Critics compare this to the 'vendor financing' frenzy during the dot-com bubble: equipment makers provided financial support to customers who used the funds to buy equipment, making true demand increasingly indistinguishable. When markets turn, fake demand collapses within quarters.

But Huang dismissed 'circular financing' as 'absurd' in a Bloomberg interview, insisting Nvidia’s investments represent only a fraction of these companies’ massive funding needs and are votes of confidence in long-term generational businesses, not financial engineering.

The most visible paper return now comes from Intel. In late 2025, Nvidia acquired roughly 215 million new Intel shares for $5 billion; over the next eight months, Intel’s stock price surged nearly 6x, swelling Nvidia’s paper gains toward $25 billion.

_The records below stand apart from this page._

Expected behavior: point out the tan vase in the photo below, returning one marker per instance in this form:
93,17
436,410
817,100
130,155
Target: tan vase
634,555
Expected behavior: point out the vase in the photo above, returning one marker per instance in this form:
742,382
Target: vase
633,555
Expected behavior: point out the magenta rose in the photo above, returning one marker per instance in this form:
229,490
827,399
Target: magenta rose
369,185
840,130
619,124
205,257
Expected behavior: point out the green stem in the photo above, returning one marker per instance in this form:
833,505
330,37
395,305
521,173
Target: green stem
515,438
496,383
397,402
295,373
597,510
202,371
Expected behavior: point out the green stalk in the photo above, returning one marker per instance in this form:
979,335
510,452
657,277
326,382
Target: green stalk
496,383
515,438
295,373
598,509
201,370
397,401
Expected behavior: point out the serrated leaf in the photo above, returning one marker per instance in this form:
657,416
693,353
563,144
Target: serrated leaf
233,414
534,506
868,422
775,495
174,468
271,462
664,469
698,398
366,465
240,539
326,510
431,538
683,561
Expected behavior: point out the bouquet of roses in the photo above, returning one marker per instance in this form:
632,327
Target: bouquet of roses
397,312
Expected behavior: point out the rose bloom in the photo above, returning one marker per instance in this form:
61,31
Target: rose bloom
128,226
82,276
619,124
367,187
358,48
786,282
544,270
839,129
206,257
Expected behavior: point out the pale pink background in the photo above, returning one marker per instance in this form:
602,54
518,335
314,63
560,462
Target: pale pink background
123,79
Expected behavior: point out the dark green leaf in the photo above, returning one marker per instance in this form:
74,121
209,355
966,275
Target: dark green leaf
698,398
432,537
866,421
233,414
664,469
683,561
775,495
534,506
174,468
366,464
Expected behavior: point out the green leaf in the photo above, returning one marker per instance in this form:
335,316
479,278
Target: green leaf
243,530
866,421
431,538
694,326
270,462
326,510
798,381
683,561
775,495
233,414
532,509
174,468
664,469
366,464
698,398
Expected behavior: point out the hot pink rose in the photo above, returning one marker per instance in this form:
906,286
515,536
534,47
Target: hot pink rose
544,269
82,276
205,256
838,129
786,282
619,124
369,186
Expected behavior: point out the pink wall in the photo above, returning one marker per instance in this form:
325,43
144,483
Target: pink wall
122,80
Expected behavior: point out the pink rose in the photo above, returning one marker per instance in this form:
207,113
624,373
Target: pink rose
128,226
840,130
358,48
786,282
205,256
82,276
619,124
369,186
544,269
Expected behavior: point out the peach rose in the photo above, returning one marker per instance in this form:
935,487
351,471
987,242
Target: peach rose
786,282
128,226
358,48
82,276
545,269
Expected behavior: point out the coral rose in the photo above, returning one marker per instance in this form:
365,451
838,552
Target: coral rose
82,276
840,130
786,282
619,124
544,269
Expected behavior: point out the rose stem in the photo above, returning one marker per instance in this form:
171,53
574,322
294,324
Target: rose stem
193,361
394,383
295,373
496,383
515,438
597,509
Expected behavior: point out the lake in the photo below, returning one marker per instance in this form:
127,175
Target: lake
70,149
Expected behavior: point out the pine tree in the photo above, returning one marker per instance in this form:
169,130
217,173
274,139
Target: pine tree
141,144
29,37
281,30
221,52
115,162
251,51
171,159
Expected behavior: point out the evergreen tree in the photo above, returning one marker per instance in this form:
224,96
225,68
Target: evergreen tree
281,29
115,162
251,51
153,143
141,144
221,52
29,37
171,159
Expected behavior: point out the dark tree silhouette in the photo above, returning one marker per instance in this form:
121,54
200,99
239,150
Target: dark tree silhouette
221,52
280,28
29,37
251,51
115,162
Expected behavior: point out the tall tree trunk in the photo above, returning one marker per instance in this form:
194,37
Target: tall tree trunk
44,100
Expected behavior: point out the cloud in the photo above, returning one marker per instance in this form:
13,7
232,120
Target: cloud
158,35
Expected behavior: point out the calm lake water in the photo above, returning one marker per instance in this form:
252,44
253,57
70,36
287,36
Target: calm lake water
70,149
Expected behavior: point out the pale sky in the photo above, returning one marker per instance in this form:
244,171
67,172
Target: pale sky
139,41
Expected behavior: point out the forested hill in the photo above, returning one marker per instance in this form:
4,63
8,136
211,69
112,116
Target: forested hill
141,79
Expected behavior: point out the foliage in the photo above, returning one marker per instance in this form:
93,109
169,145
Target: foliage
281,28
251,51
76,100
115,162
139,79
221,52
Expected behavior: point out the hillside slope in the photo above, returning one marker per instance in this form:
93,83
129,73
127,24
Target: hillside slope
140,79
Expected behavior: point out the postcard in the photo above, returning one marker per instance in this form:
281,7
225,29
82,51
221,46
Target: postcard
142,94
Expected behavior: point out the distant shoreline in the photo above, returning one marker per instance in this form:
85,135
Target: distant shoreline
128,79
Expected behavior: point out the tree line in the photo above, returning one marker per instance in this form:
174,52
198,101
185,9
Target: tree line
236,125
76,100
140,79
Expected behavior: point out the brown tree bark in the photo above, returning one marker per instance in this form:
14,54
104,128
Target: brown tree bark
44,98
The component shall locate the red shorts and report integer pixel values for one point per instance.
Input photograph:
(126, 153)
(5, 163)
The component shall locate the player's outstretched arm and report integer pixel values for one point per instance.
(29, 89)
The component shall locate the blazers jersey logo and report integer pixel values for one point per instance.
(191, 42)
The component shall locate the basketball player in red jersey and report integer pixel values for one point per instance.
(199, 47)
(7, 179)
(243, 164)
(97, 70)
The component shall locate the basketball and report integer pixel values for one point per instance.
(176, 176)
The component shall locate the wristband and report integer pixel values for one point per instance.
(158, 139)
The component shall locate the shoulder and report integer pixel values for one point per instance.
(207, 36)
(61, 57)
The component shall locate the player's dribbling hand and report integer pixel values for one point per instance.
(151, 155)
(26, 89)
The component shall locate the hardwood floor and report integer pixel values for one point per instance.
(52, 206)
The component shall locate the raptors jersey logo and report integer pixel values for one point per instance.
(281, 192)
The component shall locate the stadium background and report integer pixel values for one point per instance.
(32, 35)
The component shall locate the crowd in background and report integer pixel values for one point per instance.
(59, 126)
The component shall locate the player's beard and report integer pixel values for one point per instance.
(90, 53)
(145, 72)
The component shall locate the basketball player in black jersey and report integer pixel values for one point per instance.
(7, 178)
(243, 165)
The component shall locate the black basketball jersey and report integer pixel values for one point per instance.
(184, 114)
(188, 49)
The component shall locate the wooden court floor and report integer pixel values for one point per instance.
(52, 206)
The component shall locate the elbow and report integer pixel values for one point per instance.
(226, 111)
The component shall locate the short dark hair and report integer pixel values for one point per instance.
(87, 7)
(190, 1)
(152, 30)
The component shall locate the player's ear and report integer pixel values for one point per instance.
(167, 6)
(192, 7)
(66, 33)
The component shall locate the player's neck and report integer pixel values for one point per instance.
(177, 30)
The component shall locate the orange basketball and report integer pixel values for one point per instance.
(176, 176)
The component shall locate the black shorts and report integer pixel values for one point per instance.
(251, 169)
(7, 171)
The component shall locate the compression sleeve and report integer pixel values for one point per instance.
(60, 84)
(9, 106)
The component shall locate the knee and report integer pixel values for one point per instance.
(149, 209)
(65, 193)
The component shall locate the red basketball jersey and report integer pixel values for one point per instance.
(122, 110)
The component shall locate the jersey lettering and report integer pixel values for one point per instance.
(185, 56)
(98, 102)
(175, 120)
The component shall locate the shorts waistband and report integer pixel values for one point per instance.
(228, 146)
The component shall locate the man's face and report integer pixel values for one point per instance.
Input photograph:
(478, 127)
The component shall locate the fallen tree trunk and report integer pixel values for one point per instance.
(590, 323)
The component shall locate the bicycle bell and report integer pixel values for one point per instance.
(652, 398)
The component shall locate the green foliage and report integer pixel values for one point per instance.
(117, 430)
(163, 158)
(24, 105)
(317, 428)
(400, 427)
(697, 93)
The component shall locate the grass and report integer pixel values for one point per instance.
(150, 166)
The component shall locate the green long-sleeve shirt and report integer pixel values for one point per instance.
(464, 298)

Wedbush Securities analyst Bryson noted in a report that Nvidia’s Intensive trading [frequent deals] 'precisely fit the circular investment narrative' but, if executed well, these investments also build a 'supply chain moat' competitors cannot easily replicate.

Mizuho chip analyst Klein called funds directed toward optical communications, fiber, and silicon photonics components 'extremely shrewd' CFO team capital deployment that accelerates R&D for scarce technologies in Nvidia’s supply chain. But for investments in new cloud providers like CoreWeave and Nebius, he was blunter: 'These investments make me uncomfortable. It feels like pre-paying for your own GPUs.'

If the cycle turns, markets will eventually ask how much of today’s reported AI demand is real versus a mirage propped up by Nvidia’s own balance sheet.

03

Cash Doesn’t Burn, but Confidence Cracks First

Many technical metrics could measure this high-stakes gamble, but nothing beats Nvidia’s own financials for directness.

In Q4 FY2026, Nvidia reported $68.1 billion in revenue (+73% YoY); full-year revenue hit $215.9 billion (+65% YoY) with net income of $120.067 billion; free cash flow reached $97 billion. The company returned $41.1 billion to shareholders via stock buybacks and cash dividends.

Yet on the day after releasing its strongest-ever earnings, Nvidia’s stock fell ~5.5%, erasing roughly $260 billion in market cap. The issue wasn’t poor results—'beating expectations' had simply lost its marginal surprise.

Markets scrutinized the 2nm chip fab Terafab, optical interconnects, and the new Rubin architecture, only to find certainty only exists for the next 12 months. How long can AI capital expenditures expand? How far can growth duration stretch?

Nvidia isn’t the one burning cash—its reserves could keep it as the AI era’s central water tower for years. But cash isn’t the problem; confidence cracks first. It fractures at the corner of circular investments, where suppliers must use their own capital to irrigate customer demand, prompting markets to calculate how much natural rainfall lies beneath this lawn.

Bubbles aren’t necessarily frauds. Sometimes they’re just what happens when every participant believes the same thing simultaneously. But when you keep adding soap to the bubble to make it seem sturdier, more enduring, more like reinforced concrete, it becomes an engineering experiment demanding extreme investor sobriety.